An interview question.

M

Matt

I was asked to compress a text file in a way that evey word be written
with the number of times that such a word is repeated. Something like
this:

If this is the original file:

---------------------------------------
AAAA BBB CCCC AAAA CCCC AAAA........


the result will be:
---------------------------------------
3 AAAA
1 BBB
2 CCCC



I appreciate any hints.



Matt
 
E

Emmanuel Delahaye

Matt wrote on 27/07/04 :
I was asked to compress a text file in a way that evey word be written
with the number of times that such a word is repeated. Something like
this:

If this is the original file:

A classical word count program. What exactly is your C-question?
 
M

Malcolm

Matt said:
I was asked to compress a text file in a way that evey word be written
with the number of times that such a word is repeated. Something like
this:

If this is the original file:

---------------------------------------
AAAA BBB CCCC AAAA CCCC AAAA........


the result will be:
---------------------------------------
3 AAAA
1 BBB
2 CCCC

I appreciate any hints.
Firstly you want to query your spec. Usually by "compression" we mean a
reversible process by which the original text is represented in a more
compact format. What you have been given is more like a concordance program.

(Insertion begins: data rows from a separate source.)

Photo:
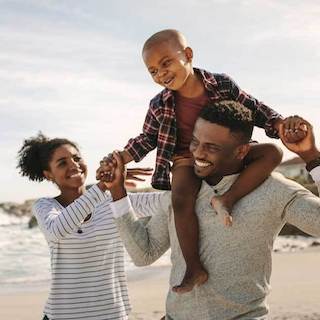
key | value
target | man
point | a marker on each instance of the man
(238, 259)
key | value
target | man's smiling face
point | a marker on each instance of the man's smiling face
(216, 150)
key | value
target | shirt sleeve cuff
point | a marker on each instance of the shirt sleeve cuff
(315, 174)
(121, 207)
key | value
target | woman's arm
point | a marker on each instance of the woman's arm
(57, 224)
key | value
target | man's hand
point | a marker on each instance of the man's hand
(305, 147)
(294, 129)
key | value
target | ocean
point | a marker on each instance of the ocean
(25, 262)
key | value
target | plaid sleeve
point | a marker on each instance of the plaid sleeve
(141, 145)
(264, 117)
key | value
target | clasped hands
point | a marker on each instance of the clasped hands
(112, 172)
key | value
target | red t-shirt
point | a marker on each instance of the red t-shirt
(187, 111)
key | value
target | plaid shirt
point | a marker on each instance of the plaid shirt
(160, 127)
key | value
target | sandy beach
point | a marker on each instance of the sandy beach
(295, 291)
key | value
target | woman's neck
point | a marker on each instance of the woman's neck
(67, 196)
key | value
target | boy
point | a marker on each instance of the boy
(168, 127)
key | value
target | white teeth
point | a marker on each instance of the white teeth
(202, 164)
(76, 175)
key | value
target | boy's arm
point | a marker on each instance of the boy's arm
(264, 117)
(138, 147)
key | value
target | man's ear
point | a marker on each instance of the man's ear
(47, 175)
(242, 151)
(189, 53)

What you have been given is a typical general assignment.

Firstly you need a definition of what is a word. Probably any sequence of
alphabetical characters or apostrophes separated by whitespace or
non-apostrophe punctuation will do.

You need to go through the input file, inputting lines and pulling out each
word. Beware that some text files contain extremely long lines, because
newline is used only as a paragraph marker.

As you pull out each word, you need to check whether it is in the
dictionary. If it is, the count is incremented, if not the word is added.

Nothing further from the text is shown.